| Article ID | Journal | Published Year | Pages | File Type |
|---|---|---|---|---|
| 2167225 | Cellular Immunology | 2011 | 8 Pages |
The aim of the study was to investigate the interaction between manLAM and DC-SIGN influencing DCs maturation and downstream immune response using small interfering RNA-expressing lentiviral vectors to specifically knockdown DC-SIGN. Our data indicated that DC-SIGN knockdown alone in DCs did not affect the maturation or the immunological function of lipopolysacharide (LPS)-activated DCs. Surface molecules were dramatically down-regulated in DCs primed with manLAM but not in mock control DCs (P < 0.05). Meanwhile, manLAM enhanced the production of the immunosuppressive cytokine IL-10 in DCs (P < 0.05). The level of IFN-γ was significantly down-regulated in the supernatants of naive T cells after co-cultured with DCs primed with manLAM (P < 0.05). We demonstrated that DCs primed with manLAM may partially impair maturation phenotypes and immune response in LPS-activated DCs. However, the alterations of DCs function and downstream immune response caused by manLAM were reversed by the knockdown of DC-SIGN.

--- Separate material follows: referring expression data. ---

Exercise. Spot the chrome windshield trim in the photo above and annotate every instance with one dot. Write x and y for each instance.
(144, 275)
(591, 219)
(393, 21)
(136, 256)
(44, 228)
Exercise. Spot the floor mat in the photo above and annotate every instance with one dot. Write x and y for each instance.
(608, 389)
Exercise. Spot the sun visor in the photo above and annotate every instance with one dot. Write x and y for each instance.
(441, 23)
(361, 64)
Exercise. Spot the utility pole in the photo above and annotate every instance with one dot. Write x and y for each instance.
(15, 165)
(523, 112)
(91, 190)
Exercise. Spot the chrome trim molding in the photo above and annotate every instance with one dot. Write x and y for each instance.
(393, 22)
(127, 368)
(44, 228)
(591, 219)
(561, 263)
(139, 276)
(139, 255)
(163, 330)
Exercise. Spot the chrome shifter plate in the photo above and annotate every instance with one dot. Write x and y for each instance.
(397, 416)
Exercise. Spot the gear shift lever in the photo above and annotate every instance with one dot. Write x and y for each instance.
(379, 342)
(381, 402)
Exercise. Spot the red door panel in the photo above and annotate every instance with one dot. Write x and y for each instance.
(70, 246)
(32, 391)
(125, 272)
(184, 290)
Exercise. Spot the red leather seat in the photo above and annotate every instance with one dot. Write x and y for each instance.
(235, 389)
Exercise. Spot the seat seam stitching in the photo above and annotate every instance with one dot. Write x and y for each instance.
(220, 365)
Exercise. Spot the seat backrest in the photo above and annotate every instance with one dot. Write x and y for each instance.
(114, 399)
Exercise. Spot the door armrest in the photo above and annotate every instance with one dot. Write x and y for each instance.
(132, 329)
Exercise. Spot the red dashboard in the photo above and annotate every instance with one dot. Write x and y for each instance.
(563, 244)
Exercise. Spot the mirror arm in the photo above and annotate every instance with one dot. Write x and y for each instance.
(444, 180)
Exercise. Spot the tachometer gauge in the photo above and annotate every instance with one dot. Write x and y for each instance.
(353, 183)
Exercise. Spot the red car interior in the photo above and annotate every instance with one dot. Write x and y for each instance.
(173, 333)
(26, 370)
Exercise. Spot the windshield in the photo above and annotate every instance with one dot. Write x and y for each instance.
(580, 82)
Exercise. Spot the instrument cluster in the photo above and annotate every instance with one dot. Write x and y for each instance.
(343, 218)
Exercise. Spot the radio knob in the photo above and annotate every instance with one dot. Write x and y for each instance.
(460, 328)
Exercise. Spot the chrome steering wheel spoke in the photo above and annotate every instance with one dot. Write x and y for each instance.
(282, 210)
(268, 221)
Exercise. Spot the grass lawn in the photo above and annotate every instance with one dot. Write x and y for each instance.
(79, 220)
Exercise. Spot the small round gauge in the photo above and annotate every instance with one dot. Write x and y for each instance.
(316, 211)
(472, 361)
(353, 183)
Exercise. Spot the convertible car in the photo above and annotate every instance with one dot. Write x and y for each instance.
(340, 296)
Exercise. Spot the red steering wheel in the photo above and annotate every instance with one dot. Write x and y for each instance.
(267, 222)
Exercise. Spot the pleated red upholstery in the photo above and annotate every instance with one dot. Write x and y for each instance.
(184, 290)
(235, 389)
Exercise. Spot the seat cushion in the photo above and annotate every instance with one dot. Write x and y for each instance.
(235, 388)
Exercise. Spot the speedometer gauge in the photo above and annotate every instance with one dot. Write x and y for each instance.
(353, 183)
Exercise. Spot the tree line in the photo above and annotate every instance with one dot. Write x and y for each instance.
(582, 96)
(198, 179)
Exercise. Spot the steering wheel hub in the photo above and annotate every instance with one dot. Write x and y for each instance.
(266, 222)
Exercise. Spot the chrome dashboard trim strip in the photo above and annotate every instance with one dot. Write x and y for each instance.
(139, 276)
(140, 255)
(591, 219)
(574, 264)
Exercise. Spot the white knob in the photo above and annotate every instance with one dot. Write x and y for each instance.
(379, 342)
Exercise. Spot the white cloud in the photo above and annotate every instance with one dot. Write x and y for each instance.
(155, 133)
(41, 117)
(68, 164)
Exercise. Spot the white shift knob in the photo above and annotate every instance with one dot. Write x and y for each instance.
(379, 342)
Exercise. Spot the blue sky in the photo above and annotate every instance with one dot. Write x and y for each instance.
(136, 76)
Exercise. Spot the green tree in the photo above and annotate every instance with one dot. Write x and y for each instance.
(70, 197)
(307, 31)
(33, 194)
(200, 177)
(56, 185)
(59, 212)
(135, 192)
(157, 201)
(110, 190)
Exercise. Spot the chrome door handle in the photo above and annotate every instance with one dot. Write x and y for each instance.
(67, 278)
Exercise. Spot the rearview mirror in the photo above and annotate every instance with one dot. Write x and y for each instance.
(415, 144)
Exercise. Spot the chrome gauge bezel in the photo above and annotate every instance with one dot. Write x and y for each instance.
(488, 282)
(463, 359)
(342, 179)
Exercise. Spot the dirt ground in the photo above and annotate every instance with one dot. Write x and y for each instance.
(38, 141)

► The interaction between manLAM and DC-SIGN was investigated. ► DC-SIGN influenced DCs maturation and downstream immune response. ► Small interfering RNA-expressing lentiviral vectors to specifically knockdown DC-SIGN. ► DC-SIGN knockdown alone in DCs did not affect the maturation or the immunological function. ► Interaction between manLAM and DC-SIGN affects DCs maturation and downstream T cell immunity.